After years of detaching from my emotions, my body decided it was time for me to sit still and listen. Nine years after Hurricane Katrina, I found myself planted on a floor unable to lift my body off the ground. My spine was at the whim of a force I was afraid to confront. All the while, I kept telling myself, “It doesn’t matter. I’ll be okay.” The “It” was the unknown trigger and “I’ll be okay” was the fear of facing myself. The tension arose between telling myself one thing and my body saying the other. The catalyst could have been my ever-present anxiety since Hurricane Katrina, my numerous bouts of depression, my abortion, or the sexual abuse I experienced during my childhood. The trigger was not important because my body transmuted the feeling from a whisper into a scream.

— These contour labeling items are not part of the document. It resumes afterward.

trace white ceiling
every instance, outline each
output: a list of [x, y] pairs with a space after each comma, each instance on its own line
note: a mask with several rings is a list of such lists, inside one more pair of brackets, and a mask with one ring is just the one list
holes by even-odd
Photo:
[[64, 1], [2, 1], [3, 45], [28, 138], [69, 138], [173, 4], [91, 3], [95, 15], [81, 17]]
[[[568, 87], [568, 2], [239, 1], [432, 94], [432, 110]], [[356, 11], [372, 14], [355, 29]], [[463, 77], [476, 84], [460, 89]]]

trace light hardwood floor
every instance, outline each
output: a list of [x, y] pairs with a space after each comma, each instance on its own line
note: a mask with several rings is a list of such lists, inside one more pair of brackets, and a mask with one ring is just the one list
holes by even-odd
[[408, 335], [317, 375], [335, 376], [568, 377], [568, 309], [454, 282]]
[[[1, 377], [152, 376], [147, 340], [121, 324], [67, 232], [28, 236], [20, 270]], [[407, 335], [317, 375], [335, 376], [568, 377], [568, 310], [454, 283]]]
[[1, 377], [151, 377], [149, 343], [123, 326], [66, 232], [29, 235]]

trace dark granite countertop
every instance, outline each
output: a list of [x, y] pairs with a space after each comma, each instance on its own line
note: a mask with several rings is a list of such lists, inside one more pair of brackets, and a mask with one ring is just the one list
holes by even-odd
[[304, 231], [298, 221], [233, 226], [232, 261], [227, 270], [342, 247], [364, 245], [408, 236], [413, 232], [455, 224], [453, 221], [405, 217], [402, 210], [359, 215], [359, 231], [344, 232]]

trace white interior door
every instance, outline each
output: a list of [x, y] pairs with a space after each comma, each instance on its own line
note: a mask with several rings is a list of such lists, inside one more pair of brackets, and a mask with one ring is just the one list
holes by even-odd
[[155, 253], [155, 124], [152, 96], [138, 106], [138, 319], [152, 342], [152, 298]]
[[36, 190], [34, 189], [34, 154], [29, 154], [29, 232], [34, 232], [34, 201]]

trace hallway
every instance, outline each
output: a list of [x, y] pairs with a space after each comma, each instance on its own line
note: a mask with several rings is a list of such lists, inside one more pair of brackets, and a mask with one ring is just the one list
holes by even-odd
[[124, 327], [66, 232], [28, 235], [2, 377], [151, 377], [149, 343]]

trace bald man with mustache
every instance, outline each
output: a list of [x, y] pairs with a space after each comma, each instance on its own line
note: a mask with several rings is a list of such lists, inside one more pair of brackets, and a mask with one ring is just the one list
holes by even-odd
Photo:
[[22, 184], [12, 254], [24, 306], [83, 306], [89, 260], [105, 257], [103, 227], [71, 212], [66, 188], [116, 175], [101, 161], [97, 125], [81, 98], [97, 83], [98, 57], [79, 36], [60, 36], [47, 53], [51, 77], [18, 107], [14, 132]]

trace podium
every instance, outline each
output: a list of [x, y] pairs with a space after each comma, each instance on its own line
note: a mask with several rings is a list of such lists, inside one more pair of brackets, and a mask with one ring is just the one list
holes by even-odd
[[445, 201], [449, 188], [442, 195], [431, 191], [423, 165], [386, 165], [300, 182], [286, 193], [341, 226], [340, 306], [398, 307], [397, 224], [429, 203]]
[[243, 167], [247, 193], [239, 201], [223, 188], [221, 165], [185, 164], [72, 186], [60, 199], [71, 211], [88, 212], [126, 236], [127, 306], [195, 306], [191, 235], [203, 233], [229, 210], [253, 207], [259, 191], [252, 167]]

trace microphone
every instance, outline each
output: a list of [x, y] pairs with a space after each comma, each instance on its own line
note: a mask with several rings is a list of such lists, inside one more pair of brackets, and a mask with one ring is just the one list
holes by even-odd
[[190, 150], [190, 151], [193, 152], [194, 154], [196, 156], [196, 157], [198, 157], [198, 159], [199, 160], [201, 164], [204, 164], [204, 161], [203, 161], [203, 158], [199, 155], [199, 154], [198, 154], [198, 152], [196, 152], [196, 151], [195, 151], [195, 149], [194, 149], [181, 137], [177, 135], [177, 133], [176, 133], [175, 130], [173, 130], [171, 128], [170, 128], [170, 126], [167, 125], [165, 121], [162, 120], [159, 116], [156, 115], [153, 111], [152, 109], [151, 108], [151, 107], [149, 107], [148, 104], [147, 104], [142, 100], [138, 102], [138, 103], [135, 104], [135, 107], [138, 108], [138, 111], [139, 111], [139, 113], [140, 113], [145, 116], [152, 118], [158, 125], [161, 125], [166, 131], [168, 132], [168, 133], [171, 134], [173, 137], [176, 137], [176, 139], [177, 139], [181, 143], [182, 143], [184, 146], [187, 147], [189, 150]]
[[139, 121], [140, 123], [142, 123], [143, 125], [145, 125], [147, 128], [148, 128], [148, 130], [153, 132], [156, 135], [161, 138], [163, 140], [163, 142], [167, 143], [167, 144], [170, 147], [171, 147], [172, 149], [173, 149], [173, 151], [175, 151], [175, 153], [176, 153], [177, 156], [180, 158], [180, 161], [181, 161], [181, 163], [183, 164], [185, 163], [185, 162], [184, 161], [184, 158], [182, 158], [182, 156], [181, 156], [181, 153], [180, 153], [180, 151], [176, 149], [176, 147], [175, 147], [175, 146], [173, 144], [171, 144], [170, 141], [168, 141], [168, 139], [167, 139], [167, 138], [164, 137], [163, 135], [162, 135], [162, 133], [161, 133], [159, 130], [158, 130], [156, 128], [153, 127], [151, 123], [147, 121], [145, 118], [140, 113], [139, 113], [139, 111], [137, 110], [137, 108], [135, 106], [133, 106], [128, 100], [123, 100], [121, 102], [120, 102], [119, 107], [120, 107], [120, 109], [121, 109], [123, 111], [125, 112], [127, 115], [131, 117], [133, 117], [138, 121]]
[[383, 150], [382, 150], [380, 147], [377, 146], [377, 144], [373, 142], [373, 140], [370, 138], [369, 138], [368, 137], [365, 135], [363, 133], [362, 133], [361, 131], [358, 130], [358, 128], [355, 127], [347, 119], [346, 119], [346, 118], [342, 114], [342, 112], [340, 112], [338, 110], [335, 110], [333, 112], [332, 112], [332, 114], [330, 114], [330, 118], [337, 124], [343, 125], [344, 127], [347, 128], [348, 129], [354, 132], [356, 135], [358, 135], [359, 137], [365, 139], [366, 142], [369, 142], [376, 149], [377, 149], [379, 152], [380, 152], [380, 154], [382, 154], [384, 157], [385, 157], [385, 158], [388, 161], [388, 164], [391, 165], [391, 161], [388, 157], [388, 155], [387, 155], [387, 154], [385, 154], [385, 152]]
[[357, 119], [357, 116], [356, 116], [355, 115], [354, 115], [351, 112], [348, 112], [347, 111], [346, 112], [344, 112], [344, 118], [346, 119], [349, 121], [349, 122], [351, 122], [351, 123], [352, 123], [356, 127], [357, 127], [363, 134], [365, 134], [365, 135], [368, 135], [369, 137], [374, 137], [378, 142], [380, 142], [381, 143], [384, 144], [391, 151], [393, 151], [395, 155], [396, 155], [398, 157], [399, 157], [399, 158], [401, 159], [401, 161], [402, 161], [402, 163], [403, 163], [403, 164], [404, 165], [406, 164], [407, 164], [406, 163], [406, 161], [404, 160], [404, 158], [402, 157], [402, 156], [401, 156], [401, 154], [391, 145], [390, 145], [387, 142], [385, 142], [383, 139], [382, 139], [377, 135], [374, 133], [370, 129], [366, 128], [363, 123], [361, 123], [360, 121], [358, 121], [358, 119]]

Doctors attributed the pain in my back to herniated discs causing compressed nerves in both of my legs. My physical therapist said my MRI report showed degenerative discs normal for someone three times my age. I was 25. My external world was full of accomplishments, but my internal world was an arid landscape. For six months, my body existed on oxycontin, tramadol, valium, and ibuprofen. I was in the emergency room five times — three times carried in on a stretcher — because I did not want to face “it.” I just wanted the pain to stop. After seeing a dozen doctors, I settled on getting back surgery.
The surgery made the pain bearable, but it wasn’t gone. It was time for me to engage in a conversation with the unknown trigger, open the wave of repressed emotions, and face the self-inflicted abuse of neglecting my own well-being. It was time to listen to my spirit.
A post shared by liana naima (@liananaima) on Nov 7, 2017 at 6:57am PST
The first step was admitting to myself that something was wrong with the way I was living my life. I had to face the tension one layer at a time to provide myself relief. I began my process by confronting my motives and thoughts through questioning: What trauma was rising to the surface? How were my thoughts inhibiting my self-healing? Did I subconsciously think that I deserved this pain? The questioning seemed like the easiest part, but delving into the depths of my psyche felt like jumping off of a cliff: Where would I land? Could I survive the impact? What dark corners of my mind would I uncover? The process required self-forgiveness, compassion, presence, and bravery. Whatever I uncovered would permanently alter my self-perception. I let go, delved within, and awakened a new awareness.
After adopting mindfulness practices, eliminating limiting beliefs, engaging in inner child work, and Reiki sessions, the pain stopped completely. Once the trigger was processed, my whole system became relaxed to engage in self-healing. My body became my ally.
I came out of the muck lighter and in tune with my intuition. I had unknowingly come into my power by holding the awareness that I held the key to my own liberation through turning inward. After a year in my self-healing process — a lifelong, cyclical process — people began gravitating towards me in meditative spaces. One day while meditating with a friend, I lifted my hands towards her heart space. We both fell into a trance state engulfed by the energy exchange, and that’s when my journey as a spiritual guide began in this lifetime. It was never a conscious decision, but an inevitable stepping into of an orchestrated plan.
My gifts are a result of honoring my essence. I use Reiki, singing, and breathwork to guide people home to their higher self by traveling to non-ordinary states of consciousness. Tapping into transcendence helps people see the full picture of their story and direct awareness into aspects of their life that require self-healing.
A post shared by liana naima (@liananaima) on Nov 16, 2017 at 3:59pm PST
We are highly sensitive, energetic beings, constantly being impacted by forces internally and externally. The more you tap into the vastness of who you are separate from distractions, you can embody your unique energy signature and create a life in alignment with your highest expression. By feeling, processing, and releasing, your life flows naturally with less resistance. Attempting to runaway from pain, taught me that being relaxed allows me to listen to the sensations of my body influencing my mind. Spirituality is an individual process of remembering, thus your process will always be yours to understand and awaken. Allow yourself to find a meditative, holistic practice to help you explore the vastness of who you are.